Congress shall make no law respecting an establishment of religion, or prohibiting the free exercise thereof; or abridging the freedom of speech, or of the press, or the right of the people peaceably to assemble, and to petition the Government for a redress of grievances.
The breadth of this amendment as a means to allow individuals to use their minds, to produce their own ideas, and to make those ideas known to others is the unifying theme of this amendment. Most people at the time of its adoption believed that this amendment guaranteed a broad freedom of conscience. Certainly Thomas Jefferson and James Madison thought so.
When the amendment was written, the written word could only be distributed to others by using a rather expensive invention, the printing press. But note that the amendment also allowed people to speak freely, to assemble and share ideas, and to complain to or seek reforms by the government. In this context, it is not possible to believe that the 1st Amendment was only intended to allow those who distributed their ideas using a printing press to exercise their freedom of conscience. I do not see the People then as thinking that freedom of the press was something that belonged only to someone who had made an investment in a printing press. The core idea of the 1st Amendment was to allow people to use their minds and to share their ideas with others.

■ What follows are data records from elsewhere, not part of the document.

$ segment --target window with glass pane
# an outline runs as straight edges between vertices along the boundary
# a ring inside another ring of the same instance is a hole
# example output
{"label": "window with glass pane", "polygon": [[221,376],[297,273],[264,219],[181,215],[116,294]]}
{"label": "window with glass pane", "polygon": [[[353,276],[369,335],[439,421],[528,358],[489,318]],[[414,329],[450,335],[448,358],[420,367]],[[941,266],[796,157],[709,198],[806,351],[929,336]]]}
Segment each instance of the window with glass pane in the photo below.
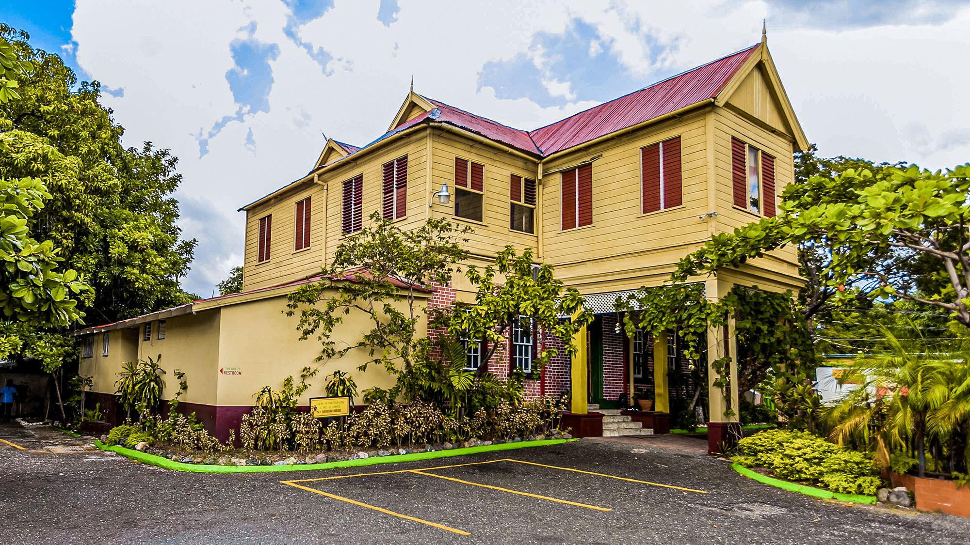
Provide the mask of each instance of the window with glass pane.
{"label": "window with glass pane", "polygon": [[677,369],[677,332],[667,332],[667,369]]}
{"label": "window with glass pane", "polygon": [[533,370],[533,321],[519,318],[512,324],[512,365],[526,372]]}
{"label": "window with glass pane", "polygon": [[647,369],[647,332],[636,330],[633,334],[633,378],[643,378]]}
{"label": "window with glass pane", "polygon": [[758,148],[748,146],[748,209],[761,212],[761,180],[758,160]]}

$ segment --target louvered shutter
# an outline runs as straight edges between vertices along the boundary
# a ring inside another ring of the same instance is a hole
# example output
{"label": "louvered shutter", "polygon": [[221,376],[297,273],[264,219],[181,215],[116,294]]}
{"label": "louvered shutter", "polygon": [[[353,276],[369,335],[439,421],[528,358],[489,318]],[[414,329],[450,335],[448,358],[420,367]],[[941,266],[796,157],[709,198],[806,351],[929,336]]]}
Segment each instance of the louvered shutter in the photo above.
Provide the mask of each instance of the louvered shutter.
{"label": "louvered shutter", "polygon": [[680,137],[663,143],[663,208],[679,207],[684,202],[681,188]]}
{"label": "louvered shutter", "polygon": [[577,227],[593,223],[593,165],[578,169],[579,221]]}
{"label": "louvered shutter", "polygon": [[352,233],[354,231],[354,182],[357,178],[348,179],[343,182],[343,232]]}
{"label": "louvered shutter", "polygon": [[513,203],[522,202],[522,176],[510,175],[508,182],[508,199]]}
{"label": "louvered shutter", "polygon": [[525,182],[523,183],[523,190],[525,192],[525,199],[524,199],[525,203],[527,205],[532,205],[532,206],[534,207],[535,206],[535,180],[534,179],[529,179],[527,177],[525,179]]}
{"label": "louvered shutter", "polygon": [[384,219],[394,219],[394,163],[384,163]]}
{"label": "louvered shutter", "polygon": [[747,169],[745,168],[744,143],[730,139],[731,188],[734,192],[734,206],[748,208]]}
{"label": "louvered shutter", "polygon": [[640,150],[642,174],[643,213],[661,209],[661,144],[648,145]]}
{"label": "louvered shutter", "polygon": [[775,158],[761,153],[761,192],[764,197],[764,215],[775,215]]}
{"label": "louvered shutter", "polygon": [[455,157],[455,186],[469,186],[469,162]]}
{"label": "louvered shutter", "polygon": [[485,187],[485,167],[478,163],[471,163],[471,189],[482,191]]}
{"label": "louvered shutter", "polygon": [[354,204],[353,204],[353,225],[351,225],[351,231],[357,232],[361,230],[364,222],[364,176],[361,175],[354,178]]}
{"label": "louvered shutter", "polygon": [[395,219],[407,213],[407,155],[394,162]]}
{"label": "louvered shutter", "polygon": [[563,231],[576,227],[576,169],[563,173]]}

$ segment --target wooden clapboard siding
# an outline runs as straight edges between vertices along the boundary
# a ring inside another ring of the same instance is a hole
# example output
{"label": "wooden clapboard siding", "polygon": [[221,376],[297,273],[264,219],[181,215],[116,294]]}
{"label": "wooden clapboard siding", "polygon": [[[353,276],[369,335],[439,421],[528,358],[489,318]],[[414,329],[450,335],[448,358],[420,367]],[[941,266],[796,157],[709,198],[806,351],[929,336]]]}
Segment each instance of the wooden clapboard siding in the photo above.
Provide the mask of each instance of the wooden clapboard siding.
{"label": "wooden clapboard siding", "polygon": [[[432,185],[435,191],[440,189],[442,180],[448,180],[449,186],[452,185],[451,181],[455,179],[455,157],[468,159],[485,167],[483,221],[455,217],[454,200],[448,205],[440,205],[436,200],[432,208],[435,217],[447,218],[459,225],[471,227],[474,233],[467,236],[469,251],[475,255],[494,257],[495,253],[506,244],[511,244],[520,251],[527,246],[536,247],[535,235],[509,229],[511,222],[509,176],[514,174],[535,179],[537,163],[439,129],[435,129],[434,138]],[[429,194],[428,198],[430,197]],[[425,208],[428,206],[425,205]],[[538,214],[535,214],[534,221],[538,222]]]}
{"label": "wooden clapboard siding", "polygon": [[[641,210],[640,149],[681,137],[683,206],[653,213]],[[593,162],[593,224],[574,230],[560,229],[561,176],[542,179],[543,259],[557,274],[570,282],[589,271],[601,274],[606,285],[623,271],[655,265],[645,257],[679,246],[670,256],[682,256],[687,247],[707,239],[707,225],[698,219],[707,207],[706,132],[702,112],[648,127],[630,136],[607,141],[550,162],[545,170],[566,168],[598,154]],[[679,259],[679,258],[678,258]],[[671,264],[676,260],[669,257]],[[602,267],[600,267],[602,266]],[[667,266],[667,273],[669,267]],[[634,273],[633,276],[636,274]],[[593,290],[594,288],[590,288]]]}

No, it seems very clear that the dissemination of an individual's ideas and thoughts by right was to be broadly protected by this amendment. That being the case, the freedom to write down one's ideas and to disseminate them was to be protected from any abridging acts of Congress. Thus, the right of bloggers to write down their ideas and to make them available to others for reading is clearly protected by the 1st Amendment.
With experienced Senators such as Dick Durbin showing such profound ignorance of the 1st Amendment, it is no wonder our government has become such a constant threat to the rights of the individual to life, liberty, property, the ownership of one's own body, mind, and labor, and to the pursuit of personal happiness.
To be sure, there is considerable evidence that Dick Durbin is less ignorant than a man of evil intent. He, like all socialists, is only too happy to mislead the many who are uninformed about their individual rights. Persons asserting their individual rights are necessarily a major problem for the supporters of Big Government and socialism.